Congruent Products Under XOR; Fibbinary Numbers

Antti Karttunen antti.karttunen at gmail.com
Tue Jan 31 19:59:36 CET 2006


franktaw at netscape.net wrote:

> I think you have ahold of the wrong end of the stick here.
>  
> if 2*i XOR 5*i = 3*i, then 2*i XOR 3*i = 5*i.

> What I'm seeing here is cases where a*i and b*i have no common bits, 
> so a*i XOR b*i = (a+b)*i.

Actually, this is a very promising lead, as the pairs (a,b):
(3,7), (7,11), (13,21), (15,23),
(for which there exists non-zero solutions to the "congruence"
a*n = B X n (where X is the carryless binary multiplication A048720))
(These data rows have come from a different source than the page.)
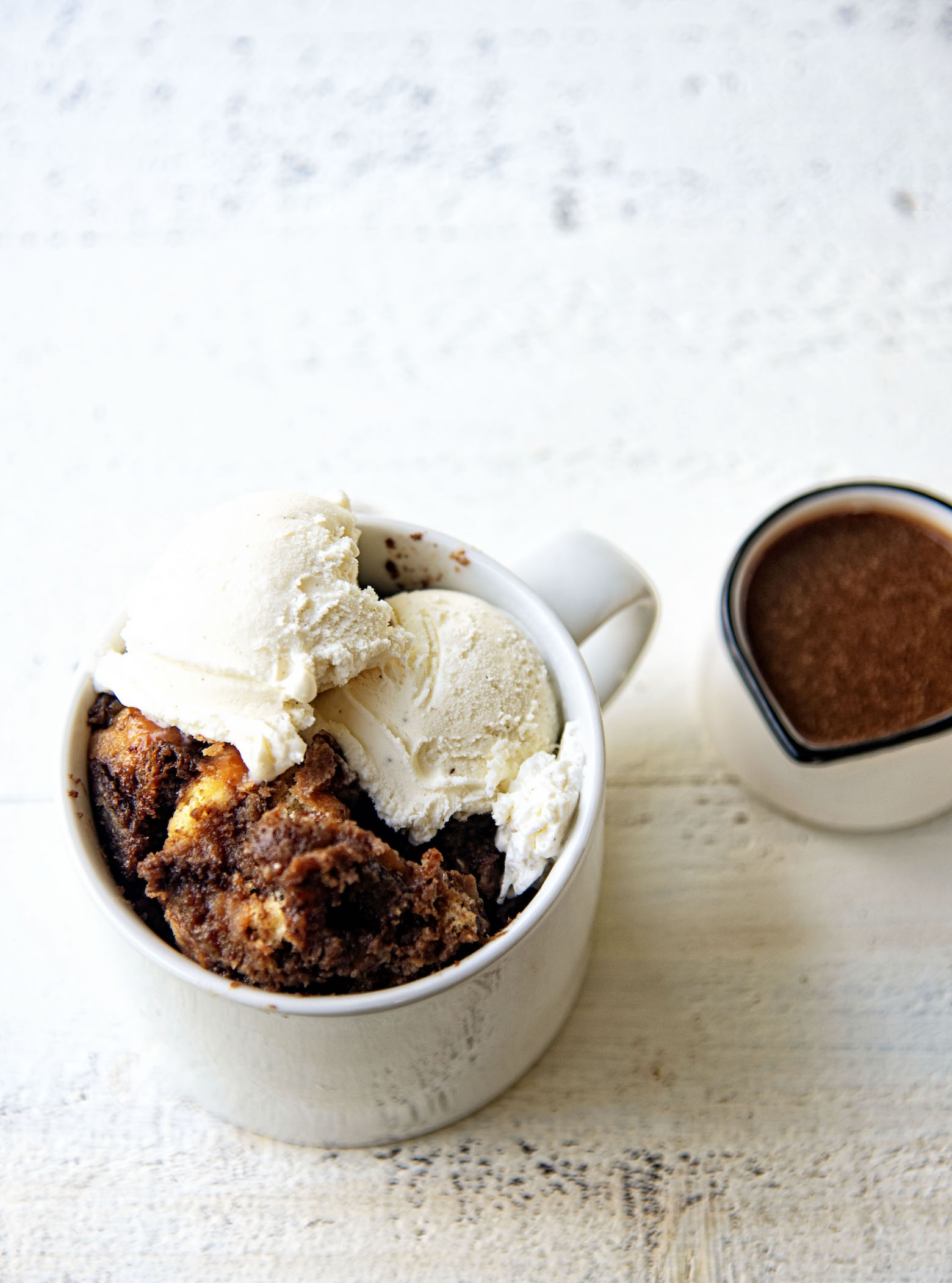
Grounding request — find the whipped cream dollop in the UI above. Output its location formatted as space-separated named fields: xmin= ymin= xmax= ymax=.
xmin=492 ymin=721 xmax=585 ymax=901
xmin=93 ymin=491 xmax=411 ymax=780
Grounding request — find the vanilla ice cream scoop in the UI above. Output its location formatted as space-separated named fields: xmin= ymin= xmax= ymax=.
xmin=492 ymin=722 xmax=585 ymax=901
xmin=314 ymin=589 xmax=558 ymax=843
xmin=93 ymin=491 xmax=411 ymax=780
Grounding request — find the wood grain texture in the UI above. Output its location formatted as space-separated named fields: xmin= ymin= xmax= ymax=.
xmin=0 ymin=0 xmax=952 ymax=1283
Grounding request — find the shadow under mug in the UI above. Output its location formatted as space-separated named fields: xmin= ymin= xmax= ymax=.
xmin=701 ymin=481 xmax=952 ymax=833
xmin=57 ymin=515 xmax=657 ymax=1146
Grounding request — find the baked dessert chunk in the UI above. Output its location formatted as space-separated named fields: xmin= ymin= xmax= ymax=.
xmin=88 ymin=695 xmax=492 ymax=993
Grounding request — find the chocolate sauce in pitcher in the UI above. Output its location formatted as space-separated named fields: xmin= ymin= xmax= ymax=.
xmin=744 ymin=508 xmax=952 ymax=746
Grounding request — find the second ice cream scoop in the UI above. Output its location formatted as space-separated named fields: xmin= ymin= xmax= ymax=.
xmin=95 ymin=491 xmax=409 ymax=780
xmin=314 ymin=589 xmax=558 ymax=843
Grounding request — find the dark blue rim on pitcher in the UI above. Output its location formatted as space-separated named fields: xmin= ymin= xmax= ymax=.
xmin=721 ymin=481 xmax=952 ymax=765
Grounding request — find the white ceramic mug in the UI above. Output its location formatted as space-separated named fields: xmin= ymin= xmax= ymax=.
xmin=58 ymin=515 xmax=657 ymax=1146
xmin=701 ymin=481 xmax=952 ymax=831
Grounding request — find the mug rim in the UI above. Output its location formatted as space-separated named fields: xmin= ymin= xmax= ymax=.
xmin=57 ymin=512 xmax=604 ymax=1016
xmin=719 ymin=479 xmax=952 ymax=766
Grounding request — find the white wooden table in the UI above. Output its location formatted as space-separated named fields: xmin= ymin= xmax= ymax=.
xmin=0 ymin=0 xmax=952 ymax=1283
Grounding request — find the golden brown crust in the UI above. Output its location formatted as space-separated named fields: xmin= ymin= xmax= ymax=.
xmin=90 ymin=706 xmax=489 ymax=993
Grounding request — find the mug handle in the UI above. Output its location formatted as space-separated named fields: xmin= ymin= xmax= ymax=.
xmin=513 ymin=530 xmax=658 ymax=708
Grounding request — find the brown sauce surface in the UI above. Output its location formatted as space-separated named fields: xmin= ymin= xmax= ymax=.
xmin=746 ymin=511 xmax=952 ymax=745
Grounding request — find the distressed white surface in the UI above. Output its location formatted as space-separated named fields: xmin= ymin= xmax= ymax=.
xmin=0 ymin=0 xmax=952 ymax=1283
allow the following decompositions, where the right hand side is
decomposed to two integers with disjoint bit patterns, so that
the smaller element plus the left hand side is equal to the larger element:

3,7 -> 3, 2 XOR 5 -> 5 = 2+3
7,11 -> 7, 2 XOR 9 -> 9 = 2+7
13,21 -> 13, 4 XOR 17 -> 17 = 4+13
15,23 -> 15, 4 XOR 19 -> 19 = 4+15

However, the sequence generated with say a condition
"i such that 2*i XOR 7*i = 9*i" doesn't necessarily generate
exactly the same set of integers as in

 >%S A115770 
0,7,14,15,28,30,31,56,60,62,63,112,120,124,126,127,224,240,248,252,
 >%T A115770 
254,255,448,455,480,496,504,508,510,511,896,903,910,911,960,967,992,
 >%U A115770 
1008,1016,1020,1022,1023,1792,1799,1806,1807,1820,1822,1823,1920
 >%N A115770 Integers i such that 7*i = A048720bi(11,i).

but could be a superset of it (as A115767 is a superset of A048719). 
Have to compute (and maybe
to use my brains also a bit, for a change). Will return.